Holistic CVD care in the community
Following the successful enhanced quality standards programme, the next step was to create a holistic approach to care and improve the health and wellbeing of patients with a CVD condition. This aimed to further reduce the risk of a major health event or issue, and so reduce reliance on hospital or social care services in the future.
Risk assessment and population health management techniques identified a group of residents with two or more long-term conditions related to CVD e.g., high blood pressure or cholesterol, and Type 2 Diabetes.
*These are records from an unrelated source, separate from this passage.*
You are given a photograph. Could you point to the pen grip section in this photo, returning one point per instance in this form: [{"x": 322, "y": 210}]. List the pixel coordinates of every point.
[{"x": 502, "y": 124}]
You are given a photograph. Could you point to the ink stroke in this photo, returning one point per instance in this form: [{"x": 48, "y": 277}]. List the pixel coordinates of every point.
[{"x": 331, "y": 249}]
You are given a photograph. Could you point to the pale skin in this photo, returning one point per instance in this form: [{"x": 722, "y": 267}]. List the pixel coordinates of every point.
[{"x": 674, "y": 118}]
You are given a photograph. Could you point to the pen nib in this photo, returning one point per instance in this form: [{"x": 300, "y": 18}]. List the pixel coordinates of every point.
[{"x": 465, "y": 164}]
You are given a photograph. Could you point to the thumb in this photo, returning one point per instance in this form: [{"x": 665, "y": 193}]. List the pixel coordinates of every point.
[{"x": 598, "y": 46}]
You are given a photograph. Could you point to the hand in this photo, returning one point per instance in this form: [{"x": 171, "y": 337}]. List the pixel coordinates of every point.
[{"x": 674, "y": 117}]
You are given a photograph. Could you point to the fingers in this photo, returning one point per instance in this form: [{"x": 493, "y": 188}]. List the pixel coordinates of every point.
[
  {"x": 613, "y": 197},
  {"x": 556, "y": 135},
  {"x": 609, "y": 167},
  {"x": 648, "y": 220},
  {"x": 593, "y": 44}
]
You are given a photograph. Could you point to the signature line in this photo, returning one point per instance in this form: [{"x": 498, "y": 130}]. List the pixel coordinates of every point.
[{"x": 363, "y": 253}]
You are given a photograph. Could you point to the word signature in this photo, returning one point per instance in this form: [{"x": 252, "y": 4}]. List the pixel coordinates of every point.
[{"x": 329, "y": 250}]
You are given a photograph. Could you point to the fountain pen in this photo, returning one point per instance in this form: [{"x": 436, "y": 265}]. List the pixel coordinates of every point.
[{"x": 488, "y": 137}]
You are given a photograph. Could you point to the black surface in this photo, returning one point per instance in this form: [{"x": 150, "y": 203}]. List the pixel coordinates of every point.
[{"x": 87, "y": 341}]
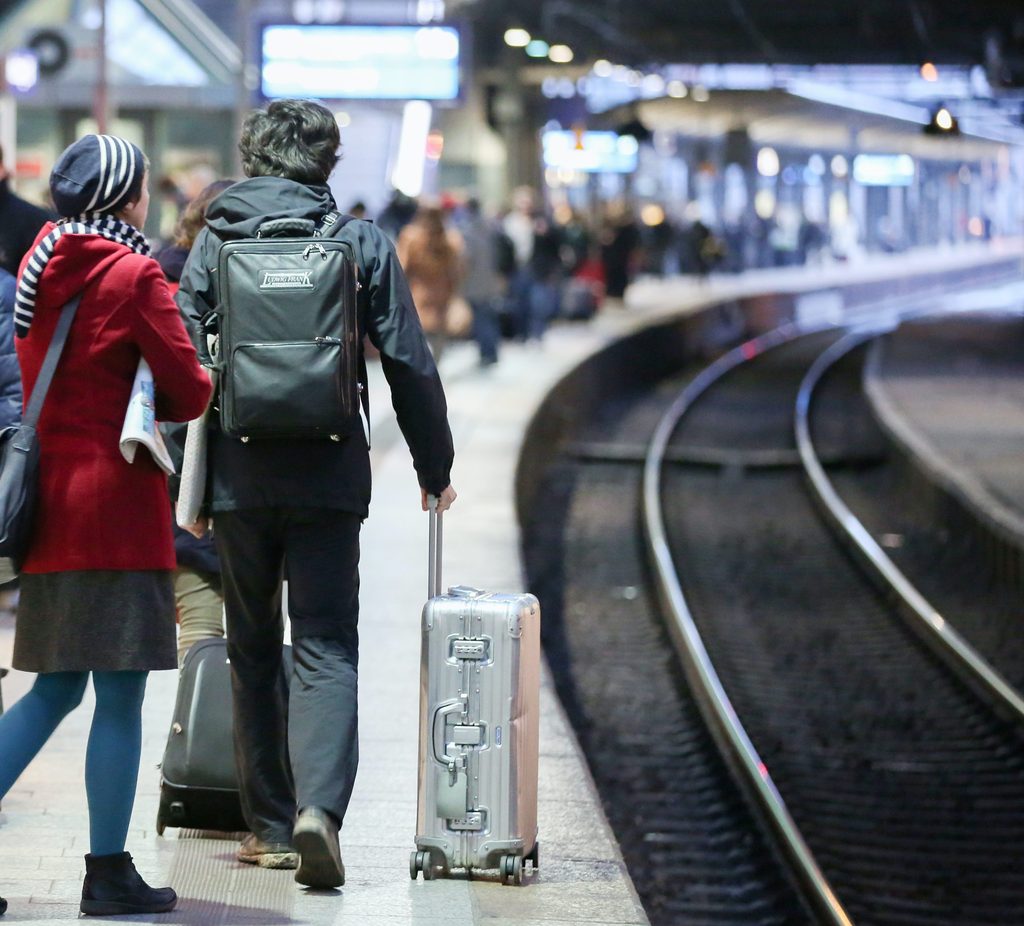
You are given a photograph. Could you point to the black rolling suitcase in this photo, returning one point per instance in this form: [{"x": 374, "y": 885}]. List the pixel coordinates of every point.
[{"x": 198, "y": 784}]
They applied the UCLP Proactive care frameworks, to identify people where a preventative approach might reduce the risk of their health becoming worse.
This group represents 25% percent of people in Thurrock with two or more long-term conditions, which equates to 2.4% percent of the entire population over 18 years in Thurrock.
They were from the following PCNs:
ASOP (Aveley South Ockendon & Purfleet-on-Thames) Stanford-le-Hope and Corringham Tilbury & Chadwell GraysThe PCNs and Thurrock Public Health designed a new holistic approach to care, setting up and designing their own multiple morbidity clinics and interventions focused on cardio-vascular diseases, supporting the management of existing conditions and lifestyle support services.
The clinics are overseen by an advanced nurse practitioner and include social prescribers, community pharmacy, as well as Thurrock Healthy Lifestyle Service for smoking cessation, and weight management.
Building better heart health for Thurrock’s residents – what next?
Engagement and development of the programme has taken place throughout 2022 and early 2023. The clinics were established and trialled at three PCNs for six weeks, with 10% of the total group reviewed during this time. The group made improvements in the majority of clinical areas during this time, which helped identify areas of focus and development for 2023/24.
It is hoped that by the end of 2023/24 we’ll see improvements for this group in CVD risk factors, including blood pressure management and control, stroke risk assessment and anticoagulation. In addition, the group will have increased levels of flu vaccination, referral to stop smoking and weight management services, where indicated, as well as mental health assessments and any relevant onward treatment, through invitation and review at a clinic.
PCNs are committed to working together and using what they have learned to create a more personalised approach when developing services. They also will provide key measures and evaluation plans to provide insight into the patient journey through the service and allow improvements and changes as a result of the feedback. Quarterly feedback is being provided to PCNs, to inform service development with full results available to review in 2024.
It is also planned to increase focus on finding more residents who may have a cardiovascular condition but are not currently aware of it so that they too can receive this excellent level of care.